Eyman offers workaround for 2/3rds tax requirement

OLYMPIA -- For years, Tim Eyman and company proposed initiatives to require a super-majority for taxes. Voters approved them even though opponents said they were unconstitutional.

Turns out opponents were right, or so said the state Supreme Court in last year's ruling that such a change requires an amendment to the state Constitution. But Washington doesn't allow amending the Constitution by initiative; that has to start in the Legislature, get a super-majority there and then move to the ballot. A proposal along those lines last session didn't get much more than lip service.

Today Eyman proposed an initiative that attempts to goad the Legislature into approving such a constitutional amendment. It would cut the state sales tax by a penny, down to 5.5 cents per dollar in 2015 unless the Legislature approves an amendment in the 2015 session that requires a two-thirds yes vote for any tax increase. If they put that on the ballot, no sales tax cut. 

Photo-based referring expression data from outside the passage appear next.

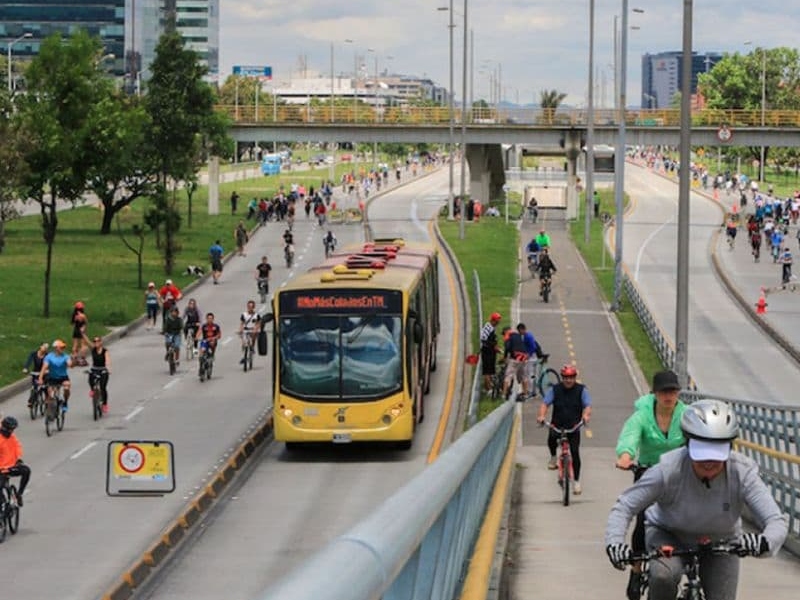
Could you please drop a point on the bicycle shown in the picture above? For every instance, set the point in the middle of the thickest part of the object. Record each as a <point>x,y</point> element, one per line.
<point>542,376</point>
<point>263,289</point>
<point>9,507</point>
<point>546,284</point>
<point>55,409</point>
<point>173,352</point>
<point>37,398</point>
<point>96,375</point>
<point>206,363</point>
<point>692,588</point>
<point>566,474</point>
<point>248,349</point>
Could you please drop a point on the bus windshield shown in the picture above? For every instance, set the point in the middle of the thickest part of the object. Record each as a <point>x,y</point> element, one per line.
<point>335,358</point>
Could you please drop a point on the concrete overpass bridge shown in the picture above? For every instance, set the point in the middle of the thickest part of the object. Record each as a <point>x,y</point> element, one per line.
<point>495,139</point>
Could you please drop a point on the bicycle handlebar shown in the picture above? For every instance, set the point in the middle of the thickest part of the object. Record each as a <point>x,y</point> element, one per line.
<point>702,549</point>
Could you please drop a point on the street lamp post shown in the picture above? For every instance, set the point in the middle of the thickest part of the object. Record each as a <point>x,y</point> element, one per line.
<point>10,45</point>
<point>451,123</point>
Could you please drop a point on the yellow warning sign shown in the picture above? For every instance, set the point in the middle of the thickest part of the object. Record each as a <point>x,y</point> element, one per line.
<point>149,461</point>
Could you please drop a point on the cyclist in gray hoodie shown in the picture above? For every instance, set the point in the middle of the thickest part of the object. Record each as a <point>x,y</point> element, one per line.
<point>694,492</point>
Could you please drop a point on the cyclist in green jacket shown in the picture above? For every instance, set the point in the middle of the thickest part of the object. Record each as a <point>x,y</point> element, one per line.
<point>653,429</point>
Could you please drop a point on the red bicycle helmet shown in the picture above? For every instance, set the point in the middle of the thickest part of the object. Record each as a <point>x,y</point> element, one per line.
<point>569,371</point>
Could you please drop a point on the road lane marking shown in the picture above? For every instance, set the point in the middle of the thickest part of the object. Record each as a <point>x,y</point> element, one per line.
<point>83,450</point>
<point>134,412</point>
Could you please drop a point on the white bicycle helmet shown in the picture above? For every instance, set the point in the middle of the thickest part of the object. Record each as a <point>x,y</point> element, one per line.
<point>710,420</point>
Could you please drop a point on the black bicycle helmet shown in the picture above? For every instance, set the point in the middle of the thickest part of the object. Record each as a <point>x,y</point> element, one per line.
<point>710,420</point>
<point>9,423</point>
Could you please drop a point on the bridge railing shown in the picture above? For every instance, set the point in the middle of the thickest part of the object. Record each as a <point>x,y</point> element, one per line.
<point>364,114</point>
<point>417,543</point>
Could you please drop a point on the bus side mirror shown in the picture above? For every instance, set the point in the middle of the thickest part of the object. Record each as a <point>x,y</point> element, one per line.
<point>419,332</point>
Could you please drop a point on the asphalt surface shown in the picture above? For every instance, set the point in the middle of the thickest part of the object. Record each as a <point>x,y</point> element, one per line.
<point>557,551</point>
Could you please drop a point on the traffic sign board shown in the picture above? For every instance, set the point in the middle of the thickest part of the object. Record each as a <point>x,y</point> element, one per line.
<point>140,467</point>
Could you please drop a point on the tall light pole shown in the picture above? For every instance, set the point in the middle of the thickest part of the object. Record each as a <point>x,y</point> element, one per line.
<point>463,186</point>
<point>10,45</point>
<point>587,223</point>
<point>684,187</point>
<point>451,124</point>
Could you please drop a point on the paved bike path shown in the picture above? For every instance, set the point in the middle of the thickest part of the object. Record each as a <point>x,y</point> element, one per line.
<point>557,551</point>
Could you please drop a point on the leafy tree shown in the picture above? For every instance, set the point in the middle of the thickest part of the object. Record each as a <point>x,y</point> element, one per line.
<point>121,172</point>
<point>550,100</point>
<point>64,83</point>
<point>183,129</point>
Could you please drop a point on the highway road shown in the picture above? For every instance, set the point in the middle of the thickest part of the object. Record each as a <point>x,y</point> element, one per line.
<point>728,354</point>
<point>292,504</point>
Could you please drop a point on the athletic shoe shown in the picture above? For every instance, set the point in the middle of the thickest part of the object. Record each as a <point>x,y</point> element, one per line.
<point>634,590</point>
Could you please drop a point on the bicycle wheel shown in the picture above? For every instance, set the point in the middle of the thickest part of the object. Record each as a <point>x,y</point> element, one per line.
<point>12,510</point>
<point>60,415</point>
<point>547,379</point>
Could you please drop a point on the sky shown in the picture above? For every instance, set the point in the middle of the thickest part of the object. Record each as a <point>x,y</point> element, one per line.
<point>534,44</point>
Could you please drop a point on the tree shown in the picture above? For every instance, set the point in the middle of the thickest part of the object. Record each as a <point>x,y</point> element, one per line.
<point>64,82</point>
<point>550,100</point>
<point>121,172</point>
<point>183,129</point>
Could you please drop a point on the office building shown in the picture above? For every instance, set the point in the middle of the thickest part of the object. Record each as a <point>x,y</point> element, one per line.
<point>661,76</point>
<point>42,18</point>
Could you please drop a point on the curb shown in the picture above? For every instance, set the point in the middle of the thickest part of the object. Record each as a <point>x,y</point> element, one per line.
<point>173,535</point>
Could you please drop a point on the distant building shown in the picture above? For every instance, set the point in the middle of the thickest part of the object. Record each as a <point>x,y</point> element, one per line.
<point>42,18</point>
<point>661,76</point>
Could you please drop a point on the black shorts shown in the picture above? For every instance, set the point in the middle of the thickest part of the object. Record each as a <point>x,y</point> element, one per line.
<point>488,361</point>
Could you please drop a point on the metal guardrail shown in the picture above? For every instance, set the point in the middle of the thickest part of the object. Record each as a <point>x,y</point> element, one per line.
<point>488,117</point>
<point>408,548</point>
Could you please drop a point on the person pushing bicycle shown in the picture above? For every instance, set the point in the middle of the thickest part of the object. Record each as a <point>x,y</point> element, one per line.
<point>694,492</point>
<point>571,404</point>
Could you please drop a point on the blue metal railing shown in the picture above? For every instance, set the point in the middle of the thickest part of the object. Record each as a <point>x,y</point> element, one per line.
<point>417,543</point>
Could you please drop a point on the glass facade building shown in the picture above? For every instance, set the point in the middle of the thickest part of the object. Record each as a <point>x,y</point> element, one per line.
<point>42,18</point>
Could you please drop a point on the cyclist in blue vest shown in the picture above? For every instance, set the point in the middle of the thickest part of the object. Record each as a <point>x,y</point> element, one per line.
<point>571,403</point>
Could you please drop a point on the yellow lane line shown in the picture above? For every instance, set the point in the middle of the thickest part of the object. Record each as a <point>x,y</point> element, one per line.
<point>444,419</point>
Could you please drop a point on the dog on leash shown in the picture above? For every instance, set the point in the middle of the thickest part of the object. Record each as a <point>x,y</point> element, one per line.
<point>195,270</point>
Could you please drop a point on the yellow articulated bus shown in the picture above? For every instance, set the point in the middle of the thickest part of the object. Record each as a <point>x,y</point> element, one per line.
<point>355,345</point>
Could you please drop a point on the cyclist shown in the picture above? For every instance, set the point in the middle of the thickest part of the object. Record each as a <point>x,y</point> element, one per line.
<point>546,268</point>
<point>215,254</point>
<point>489,349</point>
<point>571,403</point>
<point>543,239</point>
<point>653,429</point>
<point>516,356</point>
<point>55,370</point>
<point>101,367</point>
<point>329,241</point>
<point>532,251</point>
<point>33,365</point>
<point>191,321</point>
<point>263,270</point>
<point>151,302</point>
<point>173,330</point>
<point>11,464</point>
<point>79,338</point>
<point>208,335</point>
<point>694,492</point>
<point>249,326</point>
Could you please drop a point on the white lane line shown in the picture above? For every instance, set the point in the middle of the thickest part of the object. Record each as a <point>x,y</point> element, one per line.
<point>134,412</point>
<point>80,452</point>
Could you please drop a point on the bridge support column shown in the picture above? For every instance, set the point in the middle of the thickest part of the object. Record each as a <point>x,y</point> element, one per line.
<point>213,185</point>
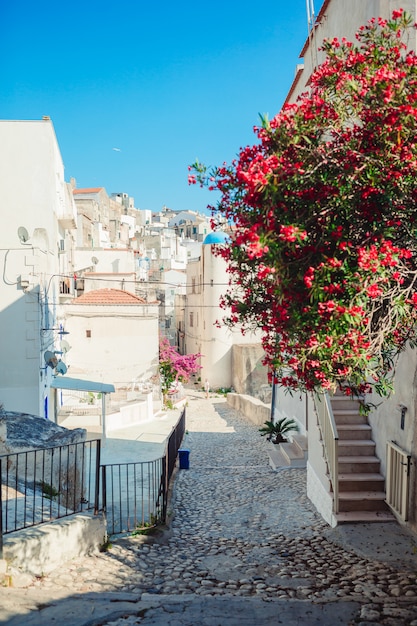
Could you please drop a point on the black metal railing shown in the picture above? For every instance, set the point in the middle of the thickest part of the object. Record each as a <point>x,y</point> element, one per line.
<point>42,485</point>
<point>45,484</point>
<point>135,494</point>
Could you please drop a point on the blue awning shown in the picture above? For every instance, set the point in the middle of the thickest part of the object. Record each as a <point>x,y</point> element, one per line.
<point>63,382</point>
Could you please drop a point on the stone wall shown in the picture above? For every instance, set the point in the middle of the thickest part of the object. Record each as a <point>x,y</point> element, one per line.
<point>255,410</point>
<point>249,375</point>
<point>43,456</point>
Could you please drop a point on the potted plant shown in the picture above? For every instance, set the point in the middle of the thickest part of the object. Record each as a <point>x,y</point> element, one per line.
<point>276,431</point>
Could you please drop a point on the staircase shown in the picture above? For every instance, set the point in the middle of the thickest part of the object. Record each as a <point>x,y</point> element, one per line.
<point>290,454</point>
<point>361,485</point>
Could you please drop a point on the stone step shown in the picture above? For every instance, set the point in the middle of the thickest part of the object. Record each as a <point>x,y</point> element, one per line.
<point>359,464</point>
<point>276,459</point>
<point>354,431</point>
<point>350,517</point>
<point>361,482</point>
<point>362,501</point>
<point>348,416</point>
<point>356,447</point>
<point>302,442</point>
<point>293,453</point>
<point>340,401</point>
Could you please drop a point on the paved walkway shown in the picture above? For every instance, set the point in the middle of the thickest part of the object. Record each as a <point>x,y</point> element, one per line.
<point>245,547</point>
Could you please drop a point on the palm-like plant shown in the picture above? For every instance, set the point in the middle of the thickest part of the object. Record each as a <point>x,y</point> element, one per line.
<point>275,431</point>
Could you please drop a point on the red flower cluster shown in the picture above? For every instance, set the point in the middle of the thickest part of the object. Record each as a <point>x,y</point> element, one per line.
<point>323,254</point>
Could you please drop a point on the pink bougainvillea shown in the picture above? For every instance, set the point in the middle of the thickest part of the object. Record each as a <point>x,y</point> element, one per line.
<point>323,218</point>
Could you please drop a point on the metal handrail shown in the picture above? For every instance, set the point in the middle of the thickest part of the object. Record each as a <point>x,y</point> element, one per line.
<point>330,438</point>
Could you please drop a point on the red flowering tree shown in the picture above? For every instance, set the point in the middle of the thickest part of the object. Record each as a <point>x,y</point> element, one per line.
<point>175,367</point>
<point>323,213</point>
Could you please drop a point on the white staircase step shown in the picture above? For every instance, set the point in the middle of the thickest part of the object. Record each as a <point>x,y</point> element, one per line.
<point>350,501</point>
<point>354,431</point>
<point>276,459</point>
<point>349,517</point>
<point>302,442</point>
<point>294,454</point>
<point>356,447</point>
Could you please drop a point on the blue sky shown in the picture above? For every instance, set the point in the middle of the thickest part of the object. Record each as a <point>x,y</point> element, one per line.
<point>164,83</point>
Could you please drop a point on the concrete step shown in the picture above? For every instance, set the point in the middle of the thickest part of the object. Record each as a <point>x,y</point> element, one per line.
<point>359,464</point>
<point>340,401</point>
<point>354,431</point>
<point>348,416</point>
<point>356,447</point>
<point>361,482</point>
<point>276,459</point>
<point>350,517</point>
<point>362,501</point>
<point>302,442</point>
<point>293,453</point>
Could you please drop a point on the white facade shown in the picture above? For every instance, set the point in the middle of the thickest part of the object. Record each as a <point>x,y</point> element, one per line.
<point>207,281</point>
<point>37,212</point>
<point>113,342</point>
<point>336,20</point>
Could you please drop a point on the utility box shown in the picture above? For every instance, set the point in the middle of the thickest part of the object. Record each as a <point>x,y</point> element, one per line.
<point>184,456</point>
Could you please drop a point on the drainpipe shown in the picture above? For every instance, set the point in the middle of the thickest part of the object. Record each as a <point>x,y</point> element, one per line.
<point>273,398</point>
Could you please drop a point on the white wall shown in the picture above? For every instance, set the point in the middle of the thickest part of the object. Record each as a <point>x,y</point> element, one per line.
<point>340,22</point>
<point>123,346</point>
<point>34,196</point>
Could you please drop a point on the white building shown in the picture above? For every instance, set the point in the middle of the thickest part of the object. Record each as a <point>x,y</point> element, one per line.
<point>36,238</point>
<point>207,281</point>
<point>395,419</point>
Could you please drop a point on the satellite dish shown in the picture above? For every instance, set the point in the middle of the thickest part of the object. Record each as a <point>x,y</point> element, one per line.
<point>23,234</point>
<point>50,359</point>
<point>65,346</point>
<point>61,368</point>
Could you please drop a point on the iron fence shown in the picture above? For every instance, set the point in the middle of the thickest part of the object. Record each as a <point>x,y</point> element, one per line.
<point>40,486</point>
<point>135,494</point>
<point>46,484</point>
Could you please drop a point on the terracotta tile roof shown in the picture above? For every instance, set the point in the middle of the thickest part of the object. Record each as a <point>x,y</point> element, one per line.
<point>109,296</point>
<point>88,190</point>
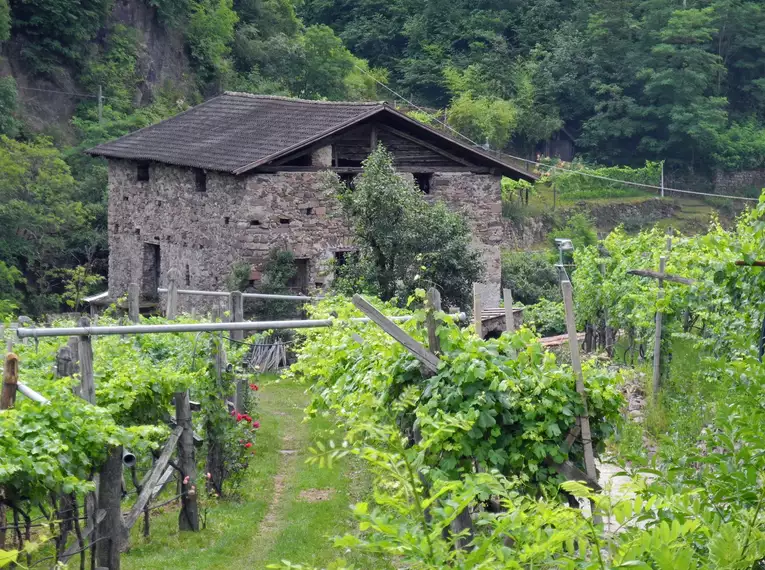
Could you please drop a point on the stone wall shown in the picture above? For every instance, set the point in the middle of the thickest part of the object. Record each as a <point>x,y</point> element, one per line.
<point>204,234</point>
<point>740,182</point>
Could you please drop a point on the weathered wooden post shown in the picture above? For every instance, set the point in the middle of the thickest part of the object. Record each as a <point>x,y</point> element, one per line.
<point>657,335</point>
<point>434,306</point>
<point>173,276</point>
<point>188,519</point>
<point>477,311</point>
<point>576,364</point>
<point>10,381</point>
<point>111,529</point>
<point>507,294</point>
<point>85,349</point>
<point>134,302</point>
<point>237,313</point>
<point>7,400</point>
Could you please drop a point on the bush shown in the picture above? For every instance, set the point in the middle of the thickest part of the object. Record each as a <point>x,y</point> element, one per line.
<point>531,276</point>
<point>547,317</point>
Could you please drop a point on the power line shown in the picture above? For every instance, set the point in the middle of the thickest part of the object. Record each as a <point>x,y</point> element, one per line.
<point>551,167</point>
<point>70,93</point>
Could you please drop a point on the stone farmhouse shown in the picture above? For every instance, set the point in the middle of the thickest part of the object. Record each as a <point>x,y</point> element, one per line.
<point>239,175</point>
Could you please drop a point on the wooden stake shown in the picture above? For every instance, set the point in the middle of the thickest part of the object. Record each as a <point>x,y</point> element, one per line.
<point>188,519</point>
<point>434,306</point>
<point>657,335</point>
<point>173,276</point>
<point>10,381</point>
<point>507,294</point>
<point>576,364</point>
<point>134,302</point>
<point>87,383</point>
<point>477,311</point>
<point>111,530</point>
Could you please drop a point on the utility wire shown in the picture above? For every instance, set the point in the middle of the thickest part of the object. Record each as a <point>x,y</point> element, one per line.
<point>551,167</point>
<point>73,94</point>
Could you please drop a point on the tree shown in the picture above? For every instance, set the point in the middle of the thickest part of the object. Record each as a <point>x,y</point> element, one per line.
<point>404,241</point>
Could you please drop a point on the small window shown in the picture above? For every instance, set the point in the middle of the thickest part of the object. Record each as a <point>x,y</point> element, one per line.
<point>142,172</point>
<point>348,178</point>
<point>200,177</point>
<point>422,180</point>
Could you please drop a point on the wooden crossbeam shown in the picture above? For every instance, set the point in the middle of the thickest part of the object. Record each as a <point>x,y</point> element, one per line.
<point>428,359</point>
<point>151,483</point>
<point>666,276</point>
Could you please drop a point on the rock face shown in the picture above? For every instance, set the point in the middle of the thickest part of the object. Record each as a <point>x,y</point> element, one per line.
<point>168,221</point>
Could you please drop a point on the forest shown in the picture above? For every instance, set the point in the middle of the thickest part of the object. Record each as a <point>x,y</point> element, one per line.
<point>629,81</point>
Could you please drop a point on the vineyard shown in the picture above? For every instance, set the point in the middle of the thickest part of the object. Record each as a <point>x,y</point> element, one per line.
<point>478,452</point>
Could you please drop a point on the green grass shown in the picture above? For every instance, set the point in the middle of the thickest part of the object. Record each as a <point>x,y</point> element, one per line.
<point>268,522</point>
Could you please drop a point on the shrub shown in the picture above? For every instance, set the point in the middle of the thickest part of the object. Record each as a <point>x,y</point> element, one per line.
<point>531,276</point>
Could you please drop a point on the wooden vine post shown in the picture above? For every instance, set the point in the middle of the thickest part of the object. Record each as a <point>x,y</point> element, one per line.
<point>188,519</point>
<point>134,302</point>
<point>7,400</point>
<point>477,309</point>
<point>656,383</point>
<point>507,295</point>
<point>576,364</point>
<point>173,276</point>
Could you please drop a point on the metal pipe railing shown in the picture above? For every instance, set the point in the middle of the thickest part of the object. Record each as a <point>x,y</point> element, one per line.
<point>197,327</point>
<point>244,295</point>
<point>31,394</point>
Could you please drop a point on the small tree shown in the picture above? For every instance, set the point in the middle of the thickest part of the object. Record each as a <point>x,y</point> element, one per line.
<point>403,240</point>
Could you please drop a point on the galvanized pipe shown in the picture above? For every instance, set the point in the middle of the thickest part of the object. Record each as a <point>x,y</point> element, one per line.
<point>245,295</point>
<point>195,327</point>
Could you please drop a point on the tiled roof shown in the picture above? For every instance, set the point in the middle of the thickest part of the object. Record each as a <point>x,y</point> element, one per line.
<point>234,130</point>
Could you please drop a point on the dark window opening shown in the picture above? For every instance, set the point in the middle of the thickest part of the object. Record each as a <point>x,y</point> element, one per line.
<point>348,162</point>
<point>151,270</point>
<point>142,172</point>
<point>304,160</point>
<point>343,257</point>
<point>422,180</point>
<point>299,281</point>
<point>200,177</point>
<point>348,179</point>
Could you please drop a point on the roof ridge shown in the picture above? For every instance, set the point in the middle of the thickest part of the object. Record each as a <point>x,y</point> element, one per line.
<point>298,100</point>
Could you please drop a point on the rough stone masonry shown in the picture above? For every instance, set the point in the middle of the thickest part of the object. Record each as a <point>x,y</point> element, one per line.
<point>170,221</point>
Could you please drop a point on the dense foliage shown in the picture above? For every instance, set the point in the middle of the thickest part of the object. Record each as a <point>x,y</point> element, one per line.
<point>403,240</point>
<point>631,80</point>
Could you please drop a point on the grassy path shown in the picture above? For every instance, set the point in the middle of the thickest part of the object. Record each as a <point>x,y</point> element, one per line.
<point>286,510</point>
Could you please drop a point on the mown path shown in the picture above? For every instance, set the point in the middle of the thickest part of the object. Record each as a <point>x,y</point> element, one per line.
<point>286,510</point>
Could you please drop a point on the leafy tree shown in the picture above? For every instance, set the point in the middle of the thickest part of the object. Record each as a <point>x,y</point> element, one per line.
<point>403,240</point>
<point>209,34</point>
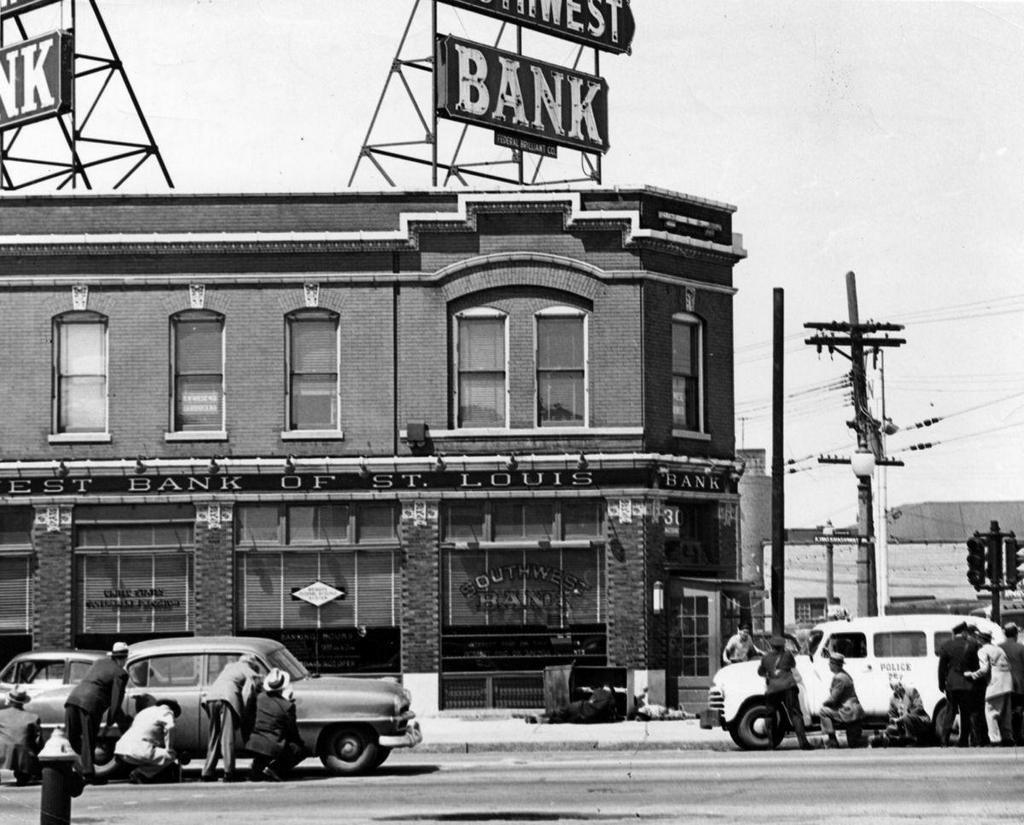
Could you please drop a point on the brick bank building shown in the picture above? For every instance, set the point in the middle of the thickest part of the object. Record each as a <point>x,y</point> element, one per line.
<point>449,437</point>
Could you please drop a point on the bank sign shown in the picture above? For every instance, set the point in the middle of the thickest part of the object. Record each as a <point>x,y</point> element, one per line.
<point>510,92</point>
<point>604,25</point>
<point>36,79</point>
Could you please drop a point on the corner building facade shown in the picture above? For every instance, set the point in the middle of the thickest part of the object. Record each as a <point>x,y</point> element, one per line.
<point>449,437</point>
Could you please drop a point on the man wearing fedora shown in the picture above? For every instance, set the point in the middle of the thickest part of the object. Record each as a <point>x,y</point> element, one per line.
<point>842,707</point>
<point>1015,655</point>
<point>229,705</point>
<point>275,740</point>
<point>956,657</point>
<point>993,671</point>
<point>20,737</point>
<point>146,744</point>
<point>100,691</point>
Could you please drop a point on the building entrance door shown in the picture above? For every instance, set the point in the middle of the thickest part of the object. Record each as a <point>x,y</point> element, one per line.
<point>695,641</point>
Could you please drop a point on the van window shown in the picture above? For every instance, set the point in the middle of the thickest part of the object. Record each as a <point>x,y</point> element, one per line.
<point>851,645</point>
<point>903,643</point>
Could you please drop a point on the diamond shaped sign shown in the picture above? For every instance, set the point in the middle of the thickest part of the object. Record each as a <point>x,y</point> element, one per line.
<point>318,594</point>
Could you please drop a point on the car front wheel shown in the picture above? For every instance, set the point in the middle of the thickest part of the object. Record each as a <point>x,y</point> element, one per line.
<point>348,749</point>
<point>750,729</point>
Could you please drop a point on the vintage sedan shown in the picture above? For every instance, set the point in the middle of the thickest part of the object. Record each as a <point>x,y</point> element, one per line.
<point>40,670</point>
<point>351,724</point>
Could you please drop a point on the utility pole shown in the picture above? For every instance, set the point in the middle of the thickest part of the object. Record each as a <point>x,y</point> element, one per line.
<point>777,472</point>
<point>859,339</point>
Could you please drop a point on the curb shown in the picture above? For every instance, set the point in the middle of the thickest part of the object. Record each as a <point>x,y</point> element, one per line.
<point>581,745</point>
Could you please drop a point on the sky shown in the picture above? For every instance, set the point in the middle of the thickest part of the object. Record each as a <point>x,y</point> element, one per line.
<point>884,138</point>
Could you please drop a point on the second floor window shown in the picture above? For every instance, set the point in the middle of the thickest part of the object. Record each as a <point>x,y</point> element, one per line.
<point>561,371</point>
<point>481,370</point>
<point>80,402</point>
<point>312,371</point>
<point>198,347</point>
<point>687,401</point>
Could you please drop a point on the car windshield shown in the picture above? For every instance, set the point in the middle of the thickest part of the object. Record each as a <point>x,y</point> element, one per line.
<point>283,658</point>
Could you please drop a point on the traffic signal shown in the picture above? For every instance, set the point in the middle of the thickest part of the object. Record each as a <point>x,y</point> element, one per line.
<point>1015,562</point>
<point>977,554</point>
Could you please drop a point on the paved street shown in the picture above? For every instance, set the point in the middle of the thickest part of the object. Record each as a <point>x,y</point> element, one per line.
<point>787,786</point>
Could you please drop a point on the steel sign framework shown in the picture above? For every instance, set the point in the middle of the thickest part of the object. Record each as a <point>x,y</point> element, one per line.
<point>62,142</point>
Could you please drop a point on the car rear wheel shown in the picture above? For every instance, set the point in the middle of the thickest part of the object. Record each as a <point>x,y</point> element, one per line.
<point>347,749</point>
<point>750,729</point>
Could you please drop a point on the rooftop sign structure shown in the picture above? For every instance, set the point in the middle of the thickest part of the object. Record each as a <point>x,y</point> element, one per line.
<point>501,91</point>
<point>504,90</point>
<point>604,25</point>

Eyman and his organization also filed initiatives to outlaw red-light cameras and re-instate $30 license tab fees, but the proposal to pass the supermajority or lose some of the sales tax proposal seems likely to be the initiative they will put their efforts, and their fund-raising machinery, behind. They filed numerous initiatives to the voters and the Legislature last year in an effort to force a 2/3rds amendment onto the ballot, but eventually abandoned them to concentrate on I-517, the initiative to change the initiative laws, which failed in November.

The proposal hasn't been issued a number yet. If history is any indicator, Eyman is likely to file several versions of the idea before settling on one to take to the printer and begin circulating.

Jim Camden
Jim Camden joined The Spokesman-Review in 1981 and retired in 2021. He is currently the political and state government correspondent covering Washington state.